The Virginia Cavaliers gave their fans quite a ride during the 2013-14 college basketball season. Picked to finish fourth by most experts, the Cavaliers went 30-7 overall and 16-2 in the ACC and won both the regular-season and conference-tournament titles. A No. 1 seed in the East Region of the NCAA tournament, Virginia went out in the Sweet 16 by two points to Michigan State. It was a disappointing end for the Cavaliers, since No. 1 seeds usually should at least reach the regional final, but the overall season was quite the piece of work.
The good news for Virginia fans is that while seniors Joe Harris and Akil Mitchell will be significant losses, and reserve guard Teven Jones is transferring out of the program, the cupboard is far from bare in Charlottesville looking ahead. Here is an evaluation of the Cavaliers on both offense and defense, as well as overall.
OFFENSE: The No. 1 complaint for those not buying into head coach Tony Bennett‘s program in Charlottesville was the inconsistency and ineffectiveness on offense.
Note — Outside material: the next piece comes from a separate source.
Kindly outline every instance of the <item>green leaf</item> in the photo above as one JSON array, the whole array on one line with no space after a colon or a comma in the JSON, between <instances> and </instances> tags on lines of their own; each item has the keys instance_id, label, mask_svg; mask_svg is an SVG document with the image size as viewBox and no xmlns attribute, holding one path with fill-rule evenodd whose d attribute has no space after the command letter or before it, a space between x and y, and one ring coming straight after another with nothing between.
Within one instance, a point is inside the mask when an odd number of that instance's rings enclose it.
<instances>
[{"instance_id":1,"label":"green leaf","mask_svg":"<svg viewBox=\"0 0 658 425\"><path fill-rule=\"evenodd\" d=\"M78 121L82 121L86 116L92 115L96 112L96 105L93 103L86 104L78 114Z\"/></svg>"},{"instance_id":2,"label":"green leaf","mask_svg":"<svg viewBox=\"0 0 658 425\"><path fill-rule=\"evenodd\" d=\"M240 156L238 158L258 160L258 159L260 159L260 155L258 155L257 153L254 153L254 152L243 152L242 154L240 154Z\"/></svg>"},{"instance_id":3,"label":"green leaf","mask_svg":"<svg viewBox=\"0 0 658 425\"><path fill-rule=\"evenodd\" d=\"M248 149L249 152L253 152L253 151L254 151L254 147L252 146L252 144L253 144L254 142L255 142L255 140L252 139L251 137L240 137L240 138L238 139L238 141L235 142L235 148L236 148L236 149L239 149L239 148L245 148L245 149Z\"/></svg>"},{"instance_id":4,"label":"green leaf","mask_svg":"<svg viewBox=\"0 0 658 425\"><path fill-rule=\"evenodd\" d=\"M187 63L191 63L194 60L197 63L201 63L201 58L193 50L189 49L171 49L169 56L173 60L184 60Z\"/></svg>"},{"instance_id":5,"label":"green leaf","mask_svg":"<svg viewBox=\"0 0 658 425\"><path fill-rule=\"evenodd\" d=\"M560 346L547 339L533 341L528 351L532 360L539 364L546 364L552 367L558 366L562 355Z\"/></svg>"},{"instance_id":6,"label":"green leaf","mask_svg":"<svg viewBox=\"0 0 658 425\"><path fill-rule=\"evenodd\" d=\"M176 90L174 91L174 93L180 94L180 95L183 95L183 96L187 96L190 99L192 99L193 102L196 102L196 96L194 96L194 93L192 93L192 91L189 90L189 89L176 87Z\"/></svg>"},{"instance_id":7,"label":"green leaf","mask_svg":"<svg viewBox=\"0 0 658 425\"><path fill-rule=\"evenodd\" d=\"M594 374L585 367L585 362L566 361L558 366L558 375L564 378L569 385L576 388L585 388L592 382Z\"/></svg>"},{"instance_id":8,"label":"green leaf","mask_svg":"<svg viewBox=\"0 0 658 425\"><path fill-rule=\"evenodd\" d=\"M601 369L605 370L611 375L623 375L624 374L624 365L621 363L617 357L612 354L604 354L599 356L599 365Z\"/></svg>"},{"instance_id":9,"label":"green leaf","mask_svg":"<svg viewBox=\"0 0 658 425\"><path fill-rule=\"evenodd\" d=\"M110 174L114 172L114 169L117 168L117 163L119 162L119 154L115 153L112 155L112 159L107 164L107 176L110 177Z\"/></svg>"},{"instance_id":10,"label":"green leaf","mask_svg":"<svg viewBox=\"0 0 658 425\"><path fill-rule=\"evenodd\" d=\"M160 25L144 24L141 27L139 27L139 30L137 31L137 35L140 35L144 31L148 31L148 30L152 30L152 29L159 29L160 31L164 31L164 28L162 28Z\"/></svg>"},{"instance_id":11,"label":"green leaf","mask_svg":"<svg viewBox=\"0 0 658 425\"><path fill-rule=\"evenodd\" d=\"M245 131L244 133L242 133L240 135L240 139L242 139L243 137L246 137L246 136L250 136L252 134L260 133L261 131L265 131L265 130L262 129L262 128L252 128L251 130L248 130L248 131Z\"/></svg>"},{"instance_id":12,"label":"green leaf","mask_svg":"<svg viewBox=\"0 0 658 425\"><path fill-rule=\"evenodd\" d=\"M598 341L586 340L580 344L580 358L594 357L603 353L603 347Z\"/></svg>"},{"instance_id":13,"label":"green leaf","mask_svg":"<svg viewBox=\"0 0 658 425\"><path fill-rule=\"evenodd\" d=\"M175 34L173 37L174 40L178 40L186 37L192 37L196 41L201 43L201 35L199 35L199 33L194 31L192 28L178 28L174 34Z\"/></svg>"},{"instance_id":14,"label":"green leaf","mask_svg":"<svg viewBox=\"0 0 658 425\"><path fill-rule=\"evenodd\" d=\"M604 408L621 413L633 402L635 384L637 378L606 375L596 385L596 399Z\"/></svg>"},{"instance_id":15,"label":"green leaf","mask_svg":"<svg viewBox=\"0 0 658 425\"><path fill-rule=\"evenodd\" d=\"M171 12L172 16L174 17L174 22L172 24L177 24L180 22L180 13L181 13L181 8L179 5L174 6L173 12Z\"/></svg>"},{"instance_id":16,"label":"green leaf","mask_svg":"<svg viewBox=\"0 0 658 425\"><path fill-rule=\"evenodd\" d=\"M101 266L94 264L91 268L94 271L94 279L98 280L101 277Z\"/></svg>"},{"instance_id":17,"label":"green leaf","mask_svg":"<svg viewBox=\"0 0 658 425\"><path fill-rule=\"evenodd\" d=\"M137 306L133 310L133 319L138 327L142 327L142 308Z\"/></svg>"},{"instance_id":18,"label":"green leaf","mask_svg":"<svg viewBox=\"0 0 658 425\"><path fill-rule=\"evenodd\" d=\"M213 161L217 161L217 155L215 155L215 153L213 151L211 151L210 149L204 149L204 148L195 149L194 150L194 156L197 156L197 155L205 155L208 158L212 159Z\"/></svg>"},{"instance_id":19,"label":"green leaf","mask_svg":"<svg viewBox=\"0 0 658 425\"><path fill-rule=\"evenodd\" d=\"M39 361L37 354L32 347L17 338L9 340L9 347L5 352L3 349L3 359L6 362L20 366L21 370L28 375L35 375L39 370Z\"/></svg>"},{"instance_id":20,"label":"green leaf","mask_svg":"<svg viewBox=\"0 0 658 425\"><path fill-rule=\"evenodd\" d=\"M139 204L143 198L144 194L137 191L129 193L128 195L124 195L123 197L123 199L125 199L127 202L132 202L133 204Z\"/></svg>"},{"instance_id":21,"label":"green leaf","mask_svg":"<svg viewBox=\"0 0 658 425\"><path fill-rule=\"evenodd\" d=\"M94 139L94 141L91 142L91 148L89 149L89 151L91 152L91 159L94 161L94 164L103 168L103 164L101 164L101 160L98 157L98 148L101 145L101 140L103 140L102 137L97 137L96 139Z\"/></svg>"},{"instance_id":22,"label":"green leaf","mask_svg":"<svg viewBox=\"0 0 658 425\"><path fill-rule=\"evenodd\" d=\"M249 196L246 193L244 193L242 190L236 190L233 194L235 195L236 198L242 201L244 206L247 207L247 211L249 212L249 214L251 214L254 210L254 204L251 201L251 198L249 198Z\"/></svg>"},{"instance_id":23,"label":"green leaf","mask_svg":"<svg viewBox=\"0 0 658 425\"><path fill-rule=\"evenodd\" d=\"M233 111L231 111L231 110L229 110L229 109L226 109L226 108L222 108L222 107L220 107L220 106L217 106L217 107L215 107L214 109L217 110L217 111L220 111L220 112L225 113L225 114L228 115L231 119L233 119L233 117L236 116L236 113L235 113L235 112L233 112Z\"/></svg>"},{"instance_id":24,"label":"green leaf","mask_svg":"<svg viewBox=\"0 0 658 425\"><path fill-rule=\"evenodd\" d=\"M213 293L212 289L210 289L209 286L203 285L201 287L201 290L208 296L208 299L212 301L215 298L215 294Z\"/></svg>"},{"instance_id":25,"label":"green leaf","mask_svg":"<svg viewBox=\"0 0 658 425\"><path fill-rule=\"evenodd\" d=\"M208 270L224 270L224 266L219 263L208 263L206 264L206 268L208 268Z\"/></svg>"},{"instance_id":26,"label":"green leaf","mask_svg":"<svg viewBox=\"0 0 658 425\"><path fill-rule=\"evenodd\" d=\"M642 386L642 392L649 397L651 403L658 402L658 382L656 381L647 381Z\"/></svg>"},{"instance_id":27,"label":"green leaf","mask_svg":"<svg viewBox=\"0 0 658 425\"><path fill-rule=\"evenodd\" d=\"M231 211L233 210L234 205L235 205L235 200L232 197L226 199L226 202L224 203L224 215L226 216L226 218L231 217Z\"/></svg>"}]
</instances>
There were still signs of that this season, as the Cavaliers went through six- and seven-minute stretches of games without field goals. But with Harris, the emergence of guards Malcolm Brogdon (leading scorer at 12.7 PPG) and London Perrantes, and the ability to get points from the wings and down low thanks to Justin Anderson, Anthony Gill and Mike Tobey, Virginia’s offense was much more successful than in past years and unlike those previous teams, Virginia wasn’t afraid to get out on the break when given the opportunity. UVA scored 72 and 75 points in late season wins over Duke (ACC tourney final) and Syracuse, respectively. A drawback of this unit was that the Cavaliers only shot 67 percent from the free-throw line.
DEFENSE: As the season went on, one of the most used phrases in college basketball became, “Virginia’s Pack Line Defense.” It helped produce several second-half runs that changed close games into UVA blowouts — including a 25-0 run vs. Notre Dame in Charlottesville that at the time, one national columnist called it the best basketball he’d seen all season. Virginia led the nation in scoring defense at 55.7 PPG, even though they only averaged 9.3 blocks plus steals per game. But timely rejections, usually by Anderson, keyed fast breaks and swung games in the Cavaliers’ favor. Virginia held 27 opponents to 60 points or less, including seven-straight to end February and start March as part of a 13-game winning streak (all in the ACC).
OVERALL: Virginia’s season was as good as any its had since the Ralph Sampson era in the early 1980s, even if other years (1995, regional final) led to a longer run in the NCAA tournament. The program took a giant step forward; it will now be on Bennett to turn up the recruiting and for those currently on the roster to make up for the loss of a guy like Harris, who while is scoring average dropped this season (down to 12 PPG), did a lot of everything to help Virginia win. A slight dip in the grade for losing in the Sweet 16 as a one-seed, but most experts regarded Michigan State as an under-seeded team as it was.